Reputation: 1048
df_tier
device_id month_id net_grp watch_hours class
843 201707 TCH 0.250277 Ser
896 201803 NJV 0.820833 Ser
748 201711 SHX 2.461111 Sr
115 201712 SPE 1.478055 Opter
107 201802 US 2.575555 Opter
249 201710 ECC 3.869166 Ser
786 201711 NCK 0.563888 Opter
183 201802 HO 1.690555 Opter
752 201712 LC 0.993611 Opter
I am doing a pivot operation on a dataset, the end result will contain around 5 million rows and 600 columns. Above is a sample of the data from which the pivot is created.
#Pivot
df_tier.pivot_table(index=['device_id'],
columns = 'net_grp',
values = 'watch_hours',
aggfunc = sum,fill_value = 0).reset_index()

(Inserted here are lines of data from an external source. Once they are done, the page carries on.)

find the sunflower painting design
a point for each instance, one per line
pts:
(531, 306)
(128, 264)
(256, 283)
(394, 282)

this operation on a sample of 200000 records takes around 93.7 ms and when I do group by as below:
#Grouby
df_tier.groupby(['device_id','net_grp']).agg({'tuning_hours':['sum']}).unstack(level='net_grp').fillna(0).reset_index().set_index('device_id')
that takes around 15ms.
However the output of pivot is more usable as it contains proper column names whereas the one from groupby :
The column names in group by are not proper,
(watch_hours
,sum
,TCH
),(watch_hours
,sum
,SPE
),(watch_hours
,sum
,NCK
)
How do I get only the net_grp
say TCH
from these as column names?
I want to use groupby here because of performance issues when I run on the whole data. Can someone please help me to get the column names properly?
Thanks
Upvotes: 2
Views: 1253
Reputation: 863166
I suggest use sum
instead agg
what remove first and second unnecessary level from Multiindex
in columns:
df1 = (df_tier.groupby(['device_id','net_grp'])['watch_hours']
.sum()
.unstack(level='net_grp', fill_value=0))
print (df1)
net_grp ECC HO LC NCK NJV SHX \
device_id
107 0.000000 0.000000 0.000000 0.000000 0.000000 0.000000
115 0.000000 0.000000 0.000000 0.000000 0.000000 0.000000
183 0.000000 1.690555 0.000000 0.000000 0.000000 0.000000
249 3.869166 0.000000 0.000000 0.000000 0.000000 0.000000
748 0.000000 0.000000 0.000000 0.000000 0.000000 2.461111
752 0.000000 0.000000 0.993611 0.000000 0.000000 0.000000
786 0.000000 0.000000 0.000000 0.563888 0.000000 0.000000
843 0.000000 0.000000 0.000000 0.000000 0.000000 0.000000
896 0.000000 0.000000 0.000000 0.000000 0.820833 0.000000
net_grp SPE TCH US
device_id
107 0.000000 0.000000 2.575555
115 1.478055 0.000000 0.000000
183 0.000000 0.000000 0.000000
249 0.000000 0.000000 0.000000
748 0.000000 0.000000 0.000000
752 0.000000 0.000000 0.000000
786 0.000000 0.000000 0.000000
843 0.000000 0.250277 0.000000
896 0.000000 0.000000 0.000000
If want use solution with agg
is possible remove first and second level by droplevel
:
df1 = (df_tier.groupby(['device_id','net_grp'])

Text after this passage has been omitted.